According to Kramer and Darrell (366) “so long as racism exists within society at large, it will be found within the criminal justice system.” This is because the attitudes, assumptions, policies within the justice systems are greatly influenced by the overt bias fueled by racism. The statistics for arrests and capital punishment data for juvenile offenders provide groundbreaking analysis on the use of race by public authorities as an indication of risk to increased criminality. Nationwide each year, police make 2.2 million juvenile arrests, 1.7 million cases are referred to juvenile courts, an estimated 400,000 youths cycle through juvenile detention centers, and nearly 100,000 youths are confined in juvenile jails (Darrell and Demuth, 146). The issue becomes more profound when this data is analyzed along racial lines. According to Justice Policy Institute (31), “while African American, youth represent 17% of their age group within the general population, they represent 46% of juvenile arrests, 31% of referrals to juvenile court, and 41% of waivers to adult court.”

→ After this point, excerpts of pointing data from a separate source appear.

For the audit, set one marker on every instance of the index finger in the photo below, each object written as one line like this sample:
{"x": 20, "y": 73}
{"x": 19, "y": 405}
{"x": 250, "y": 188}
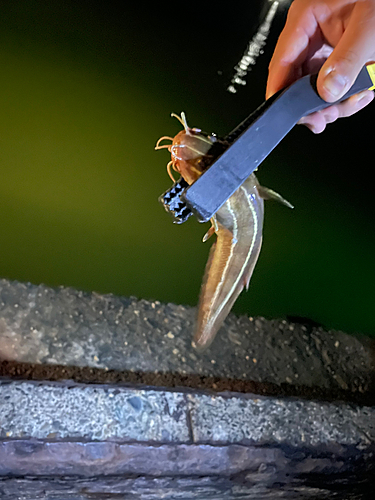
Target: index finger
{"x": 292, "y": 48}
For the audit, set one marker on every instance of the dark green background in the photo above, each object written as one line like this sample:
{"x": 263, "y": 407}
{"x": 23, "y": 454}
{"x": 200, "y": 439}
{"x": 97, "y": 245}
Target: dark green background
{"x": 86, "y": 89}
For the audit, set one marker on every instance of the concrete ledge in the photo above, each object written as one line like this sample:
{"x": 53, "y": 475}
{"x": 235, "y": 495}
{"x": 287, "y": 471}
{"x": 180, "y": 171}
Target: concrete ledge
{"x": 274, "y": 409}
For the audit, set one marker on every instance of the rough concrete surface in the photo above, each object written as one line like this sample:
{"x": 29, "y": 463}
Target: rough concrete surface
{"x": 104, "y": 397}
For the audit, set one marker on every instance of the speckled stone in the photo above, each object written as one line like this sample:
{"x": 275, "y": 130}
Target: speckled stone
{"x": 63, "y": 326}
{"x": 93, "y": 412}
{"x": 265, "y": 421}
{"x": 62, "y": 411}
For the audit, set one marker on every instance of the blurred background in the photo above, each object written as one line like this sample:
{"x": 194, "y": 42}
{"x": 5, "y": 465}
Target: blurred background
{"x": 87, "y": 88}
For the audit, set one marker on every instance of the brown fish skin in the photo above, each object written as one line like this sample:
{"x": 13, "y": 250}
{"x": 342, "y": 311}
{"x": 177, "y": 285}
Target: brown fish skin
{"x": 238, "y": 225}
{"x": 232, "y": 259}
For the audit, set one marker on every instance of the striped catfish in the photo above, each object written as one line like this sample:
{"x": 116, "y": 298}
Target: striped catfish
{"x": 238, "y": 226}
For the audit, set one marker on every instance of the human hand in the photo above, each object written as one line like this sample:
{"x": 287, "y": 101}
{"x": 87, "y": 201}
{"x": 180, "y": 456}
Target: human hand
{"x": 336, "y": 37}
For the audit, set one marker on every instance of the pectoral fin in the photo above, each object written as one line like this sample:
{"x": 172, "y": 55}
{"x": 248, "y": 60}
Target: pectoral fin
{"x": 269, "y": 194}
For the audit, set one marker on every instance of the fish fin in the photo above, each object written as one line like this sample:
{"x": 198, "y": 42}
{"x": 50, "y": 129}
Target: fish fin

Statistics availed at the community and national levels reveal disparity in the delivery of justice along racial lines. The commonly used phenomenon “driving while black” indicates the levels at which assumptions and myths impede on equal delivery of justice. In fact, persons of minority origins experience higher rates of traffic stops and traffic-related crimes than whites. Other studies illustrate that “thirty-eight percent of prison and jail inmates are African American, compared to their 13% percent share of the overall population; Latinos constitute 19% of the prison and jail population compared to their 15% share of the population” (Justice Policy Institute, 31).
In conclusion, the public authorities in the United States have long used race as a signal of an increased risk of criminality. Research reviewed indicates that historical legal cases, the detentions of persons of Japanese origins during World War II and data revealed by state organs and research studies abide in the fact that disparate treatment of persons of color occurs incrementally across the entire spectrum of America’s criminal justice system. Race and ethnicity matter within the justice system based on the severity and types of the crimes.
Borjas, George. Heaven’s Door: Immigration Policy and the American Economy. Princeton: Princeton University Press, 1999. Print.
Darrell, Steffensmeier, and Demuth Stephen. Ethnicity and Judges’ Sentencing Decisions: Hispanic-Black-White Comparisons. Criminology 39: (2001): 145-178.
Justice Policy Institute. Reducing Disproportionate Minority Confinement: The Multnomah County, Oregon Success Story, and its Implications. Washington, D.C: 2002. Print.
Kennedy, Randall. Race, crime, and the law. University of California. Vintage Books. 1997. Print.
Kramer, John and Darrell Steffensmeier. Race and Imprisonment Decisions, Sociological Quarterly. 35, 2 (1993): 357-376. Print.